Uma das conclusões que se deflui do dispositivo retro mencionado é que as partes do processo (autor, réu, terceiros) não cometem crime se mentirem em juízo. Mas nem por isso deixam de ser penalizadas. Isso porque a mentira no processo, em sendo identificada, implica na litigância de má-fé.

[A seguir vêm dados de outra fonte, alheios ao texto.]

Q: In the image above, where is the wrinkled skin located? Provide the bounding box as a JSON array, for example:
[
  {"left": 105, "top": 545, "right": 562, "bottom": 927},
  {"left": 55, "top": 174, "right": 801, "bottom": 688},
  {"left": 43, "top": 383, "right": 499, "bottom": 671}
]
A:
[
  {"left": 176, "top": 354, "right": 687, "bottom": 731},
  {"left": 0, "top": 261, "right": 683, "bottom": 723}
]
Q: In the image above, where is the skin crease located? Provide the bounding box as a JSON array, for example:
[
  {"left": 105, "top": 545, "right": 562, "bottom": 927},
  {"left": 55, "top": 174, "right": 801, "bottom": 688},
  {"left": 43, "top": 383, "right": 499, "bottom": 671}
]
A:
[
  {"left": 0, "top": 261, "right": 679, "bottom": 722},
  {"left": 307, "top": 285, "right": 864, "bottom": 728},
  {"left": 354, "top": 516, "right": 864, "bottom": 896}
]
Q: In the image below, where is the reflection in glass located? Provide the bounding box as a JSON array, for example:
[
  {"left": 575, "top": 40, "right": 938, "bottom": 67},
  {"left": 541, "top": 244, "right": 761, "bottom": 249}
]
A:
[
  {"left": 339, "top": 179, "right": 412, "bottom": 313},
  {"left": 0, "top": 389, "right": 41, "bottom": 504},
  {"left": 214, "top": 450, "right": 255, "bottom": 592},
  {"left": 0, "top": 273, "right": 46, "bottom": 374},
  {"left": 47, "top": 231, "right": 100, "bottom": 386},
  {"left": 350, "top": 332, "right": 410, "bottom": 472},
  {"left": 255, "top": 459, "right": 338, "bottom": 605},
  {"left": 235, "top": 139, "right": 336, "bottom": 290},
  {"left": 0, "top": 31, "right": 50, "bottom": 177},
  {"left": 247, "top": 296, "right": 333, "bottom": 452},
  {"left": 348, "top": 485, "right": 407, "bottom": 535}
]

No Código de Processo Civil atual, ela vem prevista no art. 80 que considera “litigante de má-fé aquele que deduzir pretensão ou defesa contra texto expresso de lei ou fato incontroverso (I); alterar a verdade dos fatos (II); usar do processo para conseguir objetivo ilegal (III); opuser resistência injustificada ao andamento do processo (IV); proceder de modo temerário em qualquer incidente do processo (V); provocar incidente manifestamente infundado (VI); ou interpuser recurso com intuito manifestamente protelatório (VII).” As penalidades são o pagamento de multa de 1 a 10% do valor da causa corrigido, mais a indenização correlata aos prejuízos experimentados pela parte prejudicada, além de honorários e de custas processuais.

E aqui vale um parêntesis deveras importante: quanto à multa aplicada acerca da litigância de má-fé, a concessão da gratuidade não isenta a parte beneficiária de, ao final do processo, pagar as penalidades que lhe foram impostas.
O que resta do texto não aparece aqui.